‘One set of influences gets at me, another gets at you. It’s according to our temperaments, I think.’ She glanced significantly at the vile portfolio. ‘Sometimes they are mixed—and therefore false. There has always been in me, more than in you, the pagan thing, perhaps, though never, thank God, like that.’
The frank confession of course invited my own, as it was meant to do. Yet it was difficult to find the words.
‘What I have felt in this place, Frances, I honestly can hardly tell you, because—er—my impressions have not arranged themselves in any definite form I can describe. The strife, the agony of vainly-sought escape, and the unrest—a sort of prison atmosphere—this I have felt at different times and with varying degrees of strength. But I find, as yet, no final label to attach. I couldn’t say pagan, Christian, or anything like that, I mean, as you do. As with the blind and deaf, you may have an intensification of certain senses denied to me, or even another sense altogether in embryo——’
‘Perhaps,’ she stopped me, anxious to keep to the point, ‘you feel it as Mabel does. She feels the whole thing complete.’
‘That also is possible,’ I said very slowly. I was thinking behind my words. Her odd remark that it was ‘big and awful’ came back upon me as true. A vast sensation of distress and discomfort swept me suddenly. Pity was in it, and a fierce contempt, a savage, bitter anger as well. Fury against some sham authority was part of it.
‘Frances,’ I said, caught unawares, and dropping all pretence, ‘what in the world can it be?’ I looked hard at her. For some minutes neither of us spoke.
‘Have you felt no desire to interpret it?’ she asked presently.

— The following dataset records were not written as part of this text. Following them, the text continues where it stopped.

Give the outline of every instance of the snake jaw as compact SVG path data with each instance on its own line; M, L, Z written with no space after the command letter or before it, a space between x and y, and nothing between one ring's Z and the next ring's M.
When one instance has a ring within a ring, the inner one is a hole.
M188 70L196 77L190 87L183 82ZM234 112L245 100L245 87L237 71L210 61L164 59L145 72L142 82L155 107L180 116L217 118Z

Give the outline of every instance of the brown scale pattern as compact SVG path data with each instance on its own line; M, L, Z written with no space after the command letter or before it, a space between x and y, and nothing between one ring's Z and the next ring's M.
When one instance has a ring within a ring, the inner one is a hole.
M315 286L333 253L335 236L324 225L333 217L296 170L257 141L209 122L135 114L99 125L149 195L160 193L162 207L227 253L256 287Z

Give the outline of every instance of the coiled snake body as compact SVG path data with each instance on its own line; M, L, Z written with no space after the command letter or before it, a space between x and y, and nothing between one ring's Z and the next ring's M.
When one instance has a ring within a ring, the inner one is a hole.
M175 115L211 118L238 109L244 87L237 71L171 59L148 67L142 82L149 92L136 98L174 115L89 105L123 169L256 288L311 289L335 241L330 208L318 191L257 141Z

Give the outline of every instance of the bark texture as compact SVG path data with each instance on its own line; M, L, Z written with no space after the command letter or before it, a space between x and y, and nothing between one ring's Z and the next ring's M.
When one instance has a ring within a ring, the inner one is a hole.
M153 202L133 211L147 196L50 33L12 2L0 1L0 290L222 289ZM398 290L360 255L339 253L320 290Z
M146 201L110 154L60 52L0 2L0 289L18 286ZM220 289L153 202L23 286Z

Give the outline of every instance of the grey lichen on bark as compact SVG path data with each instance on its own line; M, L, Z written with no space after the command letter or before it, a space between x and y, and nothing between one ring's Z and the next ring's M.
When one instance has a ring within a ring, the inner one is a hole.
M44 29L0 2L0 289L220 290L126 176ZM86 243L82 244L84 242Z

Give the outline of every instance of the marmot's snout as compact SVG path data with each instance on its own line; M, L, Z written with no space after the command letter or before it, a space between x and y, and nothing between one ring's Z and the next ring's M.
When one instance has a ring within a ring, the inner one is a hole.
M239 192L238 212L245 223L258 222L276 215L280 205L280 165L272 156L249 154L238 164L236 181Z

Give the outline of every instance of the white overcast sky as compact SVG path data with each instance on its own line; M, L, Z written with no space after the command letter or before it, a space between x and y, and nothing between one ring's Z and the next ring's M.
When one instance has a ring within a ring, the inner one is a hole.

‘Mabel did suggest my writing something about the house,’ was my reply, ‘but I’ve felt nothing imperative. That sort of writing is not my line, you know. My only feeling,’ I added, noticing that she waited for more, ‘is the impulse to explain, discover, get it out of me somehow, and so get rid of it. Not by writing, though—as yet.’ And again I repeated my former question: ‘What in the world do you think it is?’ My voice had become involuntarily hushed. There was awe in it.
Her answer, given with slow emphasis, brought back all my reserve: the phraseology provoked me rather:—
‘Whatever it is, Bill, it is not of God.’